Procrustean summaryIt took great savvy to use a Greek myth to explain how relational databases of that day were no more capable than IMAGE.

This kind of super-wizard comedy was essential to the period when White was spreading his wings. He was a consultant to Adager at the time and sometimes graced the speaker lists on that day's then-crowded user group meeting calendar. At one show in Southern California, held in the halls of the converted Queen Mary, I watched White expound on the exactitude of writing files to tape, an amazing talk that ran more than a quarter-hour over its 90 minutes allotted. White had more to say, too, even as the organizers had to turn over the room.
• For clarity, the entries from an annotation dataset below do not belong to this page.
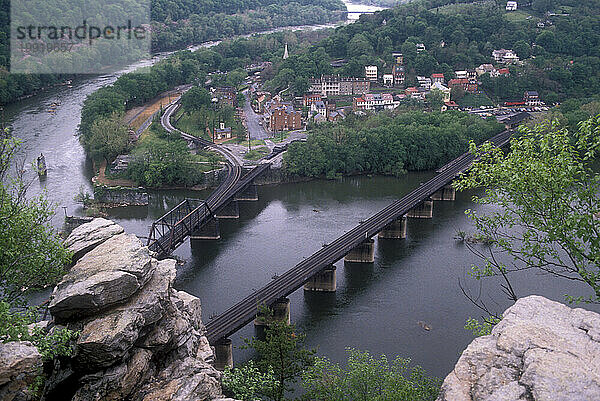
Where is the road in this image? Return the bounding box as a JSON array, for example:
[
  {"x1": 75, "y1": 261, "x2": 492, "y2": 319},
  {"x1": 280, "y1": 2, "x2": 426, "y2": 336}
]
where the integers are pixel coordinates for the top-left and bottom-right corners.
[{"x1": 244, "y1": 89, "x2": 270, "y2": 139}]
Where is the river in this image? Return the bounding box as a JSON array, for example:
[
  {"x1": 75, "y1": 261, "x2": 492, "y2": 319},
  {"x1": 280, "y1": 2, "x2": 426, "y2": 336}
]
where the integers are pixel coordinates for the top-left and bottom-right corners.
[{"x1": 5, "y1": 0, "x2": 596, "y2": 377}]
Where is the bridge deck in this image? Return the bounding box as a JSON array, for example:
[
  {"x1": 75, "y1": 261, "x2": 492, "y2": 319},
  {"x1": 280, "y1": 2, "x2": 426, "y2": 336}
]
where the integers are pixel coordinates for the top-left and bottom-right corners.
[
  {"x1": 206, "y1": 131, "x2": 512, "y2": 343},
  {"x1": 148, "y1": 102, "x2": 270, "y2": 257}
]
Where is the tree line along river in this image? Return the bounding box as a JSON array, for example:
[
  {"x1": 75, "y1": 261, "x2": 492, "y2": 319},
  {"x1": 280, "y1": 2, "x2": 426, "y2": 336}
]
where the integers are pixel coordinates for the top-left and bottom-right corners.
[{"x1": 4, "y1": 2, "x2": 596, "y2": 377}]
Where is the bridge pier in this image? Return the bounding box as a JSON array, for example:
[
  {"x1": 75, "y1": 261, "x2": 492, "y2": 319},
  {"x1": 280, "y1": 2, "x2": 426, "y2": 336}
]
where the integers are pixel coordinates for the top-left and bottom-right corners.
[
  {"x1": 214, "y1": 338, "x2": 233, "y2": 372},
  {"x1": 344, "y1": 238, "x2": 375, "y2": 263},
  {"x1": 377, "y1": 215, "x2": 406, "y2": 238},
  {"x1": 304, "y1": 265, "x2": 337, "y2": 292},
  {"x1": 190, "y1": 217, "x2": 221, "y2": 240},
  {"x1": 216, "y1": 199, "x2": 240, "y2": 219},
  {"x1": 431, "y1": 184, "x2": 456, "y2": 200},
  {"x1": 254, "y1": 298, "x2": 291, "y2": 327},
  {"x1": 235, "y1": 184, "x2": 258, "y2": 201},
  {"x1": 406, "y1": 200, "x2": 433, "y2": 219}
]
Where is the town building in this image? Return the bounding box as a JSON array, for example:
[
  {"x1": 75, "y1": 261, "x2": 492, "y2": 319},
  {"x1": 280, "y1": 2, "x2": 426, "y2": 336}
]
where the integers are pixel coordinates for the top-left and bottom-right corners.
[
  {"x1": 392, "y1": 52, "x2": 404, "y2": 65},
  {"x1": 213, "y1": 122, "x2": 233, "y2": 142},
  {"x1": 269, "y1": 105, "x2": 302, "y2": 131},
  {"x1": 309, "y1": 75, "x2": 371, "y2": 97},
  {"x1": 213, "y1": 87, "x2": 237, "y2": 107},
  {"x1": 523, "y1": 91, "x2": 543, "y2": 107},
  {"x1": 352, "y1": 93, "x2": 394, "y2": 111},
  {"x1": 431, "y1": 81, "x2": 451, "y2": 102},
  {"x1": 475, "y1": 64, "x2": 498, "y2": 78},
  {"x1": 492, "y1": 49, "x2": 519, "y2": 64},
  {"x1": 431, "y1": 73, "x2": 445, "y2": 85},
  {"x1": 327, "y1": 109, "x2": 346, "y2": 123},
  {"x1": 392, "y1": 64, "x2": 404, "y2": 86},
  {"x1": 383, "y1": 74, "x2": 394, "y2": 88},
  {"x1": 417, "y1": 76, "x2": 431, "y2": 90},
  {"x1": 302, "y1": 93, "x2": 323, "y2": 107},
  {"x1": 448, "y1": 78, "x2": 477, "y2": 93},
  {"x1": 365, "y1": 65, "x2": 377, "y2": 82}
]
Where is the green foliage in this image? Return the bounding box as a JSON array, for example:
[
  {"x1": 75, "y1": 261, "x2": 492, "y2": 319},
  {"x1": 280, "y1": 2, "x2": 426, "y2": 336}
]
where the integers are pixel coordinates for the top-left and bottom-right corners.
[
  {"x1": 284, "y1": 111, "x2": 503, "y2": 178},
  {"x1": 267, "y1": 0, "x2": 600, "y2": 103},
  {"x1": 0, "y1": 131, "x2": 71, "y2": 305},
  {"x1": 84, "y1": 113, "x2": 129, "y2": 161},
  {"x1": 244, "y1": 146, "x2": 269, "y2": 160},
  {"x1": 181, "y1": 86, "x2": 210, "y2": 112},
  {"x1": 127, "y1": 133, "x2": 199, "y2": 188},
  {"x1": 0, "y1": 301, "x2": 79, "y2": 361},
  {"x1": 455, "y1": 116, "x2": 600, "y2": 302},
  {"x1": 222, "y1": 361, "x2": 277, "y2": 401},
  {"x1": 465, "y1": 316, "x2": 500, "y2": 337},
  {"x1": 243, "y1": 307, "x2": 315, "y2": 401},
  {"x1": 302, "y1": 349, "x2": 441, "y2": 401}
]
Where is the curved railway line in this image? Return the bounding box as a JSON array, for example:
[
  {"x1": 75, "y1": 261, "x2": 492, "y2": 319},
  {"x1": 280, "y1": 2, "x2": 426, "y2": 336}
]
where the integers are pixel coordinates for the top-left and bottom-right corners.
[
  {"x1": 206, "y1": 130, "x2": 512, "y2": 344},
  {"x1": 148, "y1": 101, "x2": 269, "y2": 257}
]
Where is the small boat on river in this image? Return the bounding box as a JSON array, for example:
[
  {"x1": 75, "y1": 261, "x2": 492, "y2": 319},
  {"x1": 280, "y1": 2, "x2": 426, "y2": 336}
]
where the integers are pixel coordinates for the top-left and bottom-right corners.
[{"x1": 37, "y1": 153, "x2": 48, "y2": 178}]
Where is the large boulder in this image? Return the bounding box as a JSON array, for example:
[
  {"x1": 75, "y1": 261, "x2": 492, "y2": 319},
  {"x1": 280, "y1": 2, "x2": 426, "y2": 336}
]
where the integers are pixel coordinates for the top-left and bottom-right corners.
[
  {"x1": 438, "y1": 296, "x2": 600, "y2": 401},
  {"x1": 49, "y1": 234, "x2": 154, "y2": 321},
  {"x1": 133, "y1": 358, "x2": 223, "y2": 401},
  {"x1": 0, "y1": 341, "x2": 42, "y2": 400},
  {"x1": 74, "y1": 259, "x2": 176, "y2": 370},
  {"x1": 65, "y1": 218, "x2": 124, "y2": 263}
]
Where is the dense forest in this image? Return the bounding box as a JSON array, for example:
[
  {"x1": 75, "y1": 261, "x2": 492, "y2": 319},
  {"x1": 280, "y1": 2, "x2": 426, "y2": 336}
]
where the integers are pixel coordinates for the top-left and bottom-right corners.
[
  {"x1": 284, "y1": 111, "x2": 504, "y2": 178},
  {"x1": 0, "y1": 0, "x2": 345, "y2": 104},
  {"x1": 268, "y1": 0, "x2": 600, "y2": 103}
]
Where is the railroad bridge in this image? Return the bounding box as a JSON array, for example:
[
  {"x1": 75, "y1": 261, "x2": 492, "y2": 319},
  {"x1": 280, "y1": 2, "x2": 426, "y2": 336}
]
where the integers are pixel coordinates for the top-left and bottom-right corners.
[
  {"x1": 206, "y1": 130, "x2": 512, "y2": 369},
  {"x1": 147, "y1": 101, "x2": 271, "y2": 258}
]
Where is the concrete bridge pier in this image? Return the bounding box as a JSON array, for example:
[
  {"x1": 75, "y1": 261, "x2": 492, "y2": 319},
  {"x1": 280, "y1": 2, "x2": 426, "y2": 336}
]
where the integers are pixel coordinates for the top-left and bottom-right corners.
[
  {"x1": 377, "y1": 215, "x2": 406, "y2": 239},
  {"x1": 254, "y1": 298, "x2": 291, "y2": 340},
  {"x1": 235, "y1": 184, "x2": 258, "y2": 201},
  {"x1": 304, "y1": 265, "x2": 337, "y2": 292},
  {"x1": 344, "y1": 238, "x2": 375, "y2": 263},
  {"x1": 213, "y1": 338, "x2": 233, "y2": 372},
  {"x1": 217, "y1": 199, "x2": 240, "y2": 219},
  {"x1": 431, "y1": 184, "x2": 456, "y2": 200},
  {"x1": 406, "y1": 200, "x2": 433, "y2": 219},
  {"x1": 190, "y1": 217, "x2": 221, "y2": 240}
]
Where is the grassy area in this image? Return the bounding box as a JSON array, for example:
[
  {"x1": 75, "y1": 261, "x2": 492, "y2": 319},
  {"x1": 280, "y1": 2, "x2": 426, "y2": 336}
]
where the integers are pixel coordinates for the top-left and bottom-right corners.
[
  {"x1": 129, "y1": 93, "x2": 180, "y2": 130},
  {"x1": 172, "y1": 111, "x2": 211, "y2": 140},
  {"x1": 504, "y1": 10, "x2": 537, "y2": 22},
  {"x1": 457, "y1": 93, "x2": 494, "y2": 107},
  {"x1": 270, "y1": 131, "x2": 290, "y2": 143},
  {"x1": 244, "y1": 146, "x2": 269, "y2": 160},
  {"x1": 250, "y1": 139, "x2": 265, "y2": 146}
]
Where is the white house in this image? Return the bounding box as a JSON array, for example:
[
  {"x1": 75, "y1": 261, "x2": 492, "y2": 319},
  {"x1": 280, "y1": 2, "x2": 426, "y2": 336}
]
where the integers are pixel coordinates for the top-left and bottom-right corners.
[
  {"x1": 383, "y1": 74, "x2": 394, "y2": 87},
  {"x1": 365, "y1": 65, "x2": 377, "y2": 82}
]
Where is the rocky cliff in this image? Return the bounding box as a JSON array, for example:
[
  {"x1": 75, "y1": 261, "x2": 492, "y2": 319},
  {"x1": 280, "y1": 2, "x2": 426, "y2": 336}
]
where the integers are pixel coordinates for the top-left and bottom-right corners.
[
  {"x1": 0, "y1": 219, "x2": 238, "y2": 401},
  {"x1": 438, "y1": 296, "x2": 600, "y2": 401}
]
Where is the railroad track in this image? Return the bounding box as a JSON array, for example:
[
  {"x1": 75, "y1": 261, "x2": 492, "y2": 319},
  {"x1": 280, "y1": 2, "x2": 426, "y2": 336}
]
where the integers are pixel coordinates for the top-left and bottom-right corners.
[
  {"x1": 148, "y1": 101, "x2": 269, "y2": 256},
  {"x1": 206, "y1": 131, "x2": 512, "y2": 344}
]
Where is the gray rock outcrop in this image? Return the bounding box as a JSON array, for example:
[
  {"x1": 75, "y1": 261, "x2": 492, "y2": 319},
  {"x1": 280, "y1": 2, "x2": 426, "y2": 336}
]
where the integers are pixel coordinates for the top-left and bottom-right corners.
[
  {"x1": 39, "y1": 219, "x2": 236, "y2": 401},
  {"x1": 0, "y1": 341, "x2": 42, "y2": 400},
  {"x1": 65, "y1": 218, "x2": 125, "y2": 263},
  {"x1": 438, "y1": 295, "x2": 600, "y2": 401}
]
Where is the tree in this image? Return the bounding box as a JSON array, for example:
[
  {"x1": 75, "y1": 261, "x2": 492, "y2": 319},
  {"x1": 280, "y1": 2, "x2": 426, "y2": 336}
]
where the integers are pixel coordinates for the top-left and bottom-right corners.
[
  {"x1": 302, "y1": 349, "x2": 440, "y2": 401},
  {"x1": 455, "y1": 116, "x2": 600, "y2": 306},
  {"x1": 244, "y1": 307, "x2": 315, "y2": 401},
  {"x1": 85, "y1": 112, "x2": 129, "y2": 161},
  {"x1": 0, "y1": 131, "x2": 71, "y2": 306},
  {"x1": 513, "y1": 40, "x2": 531, "y2": 60},
  {"x1": 181, "y1": 86, "x2": 210, "y2": 113}
]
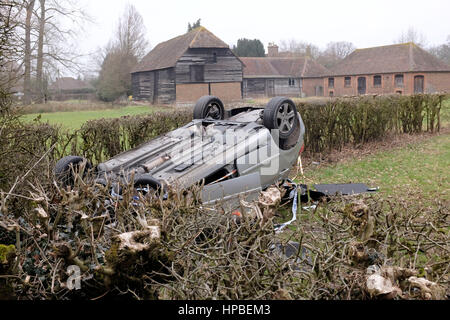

The 1980s of the HP 3000 were a time when the Joy of Tech was necessary to overcome the growing pains of the 3000's success. Users were outstripping the processing power of the CISC-based systems, and the competing databases of the era needed serious integration skills to maintain their value to their owners. That integration had been wired into the 3000 by the IMAGE work of White and others. Experts like him, Rego, and Green not only wielded the know-how, they made complex topics entertaining. In SuperGroup they found a wry editorial staff which knew how to showcase gusto.